Fast simhash calculation using numpy
jcushman opened this issue · comments
I'm just opening this for documentation / FYI, since I previously sent a pull request on optimizations (#48) -- feel free to close. :)
It is possible to calculate simhashes about 10 times as fast with a dependency on numpy. Here's a simple example:
import numpy as np
import hashlib
import simhash
def hashfunc(obj):
return hashlib.md5(obj.encode('utf8')).digest()[-8:]
def np_simhash(features):
bytestring = b''.join(hashfunc(f) * w for f, w in features)
bitarray = np.unpackbits(np.frombuffer(bytestring, dtype='>B'))
rows = np.reshape(bitarray, (-1, 64))
sums = np.sum(rows, 0)
return int.from_bytes(np.packbits(sums > len(features) // 2).tobytes(), "big")
features = [("foo", 1), ("bar", 2)]
assert np_simhash(features) == simhash.Simhash(features).value
This runs about 10 times as fast in my testing (using randomly generated documents of a few hundred tokens, and also real-life text documents in 3-word shingles). With this implementation the underlying hash function becomes the bottleneck, instead of bit counting being the bottleneck as it currently is.

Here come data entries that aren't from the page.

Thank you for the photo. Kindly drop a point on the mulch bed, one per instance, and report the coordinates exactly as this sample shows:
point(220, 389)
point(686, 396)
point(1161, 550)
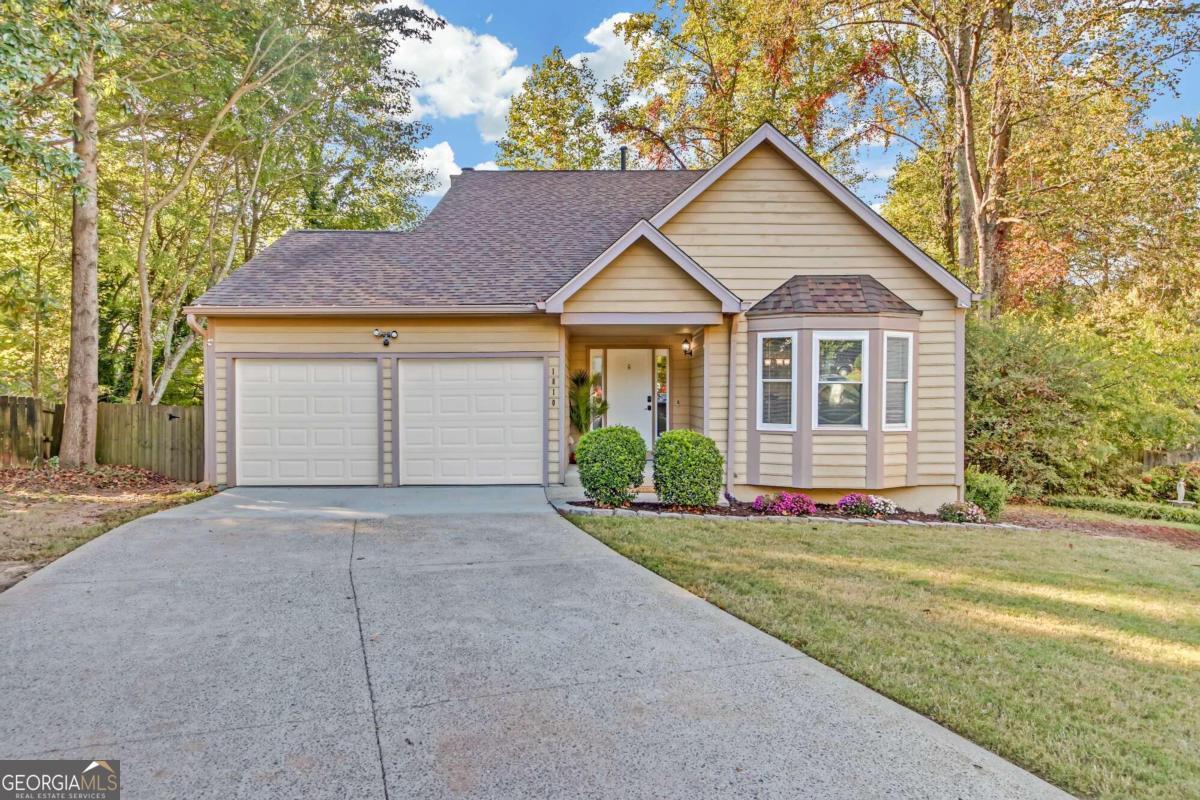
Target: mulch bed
point(1049, 518)
point(738, 509)
point(107, 479)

This might not be a good fit for this library, because of the dependency on numpy. My simple example would also need a little tweaking to keep the API of the current library; and it might want to do the summing in batches to avoid using too much RAM; and it would need some sort of fallback for large weights where * w
is a bad idea. But I wanted to share in case the speedup is of interest.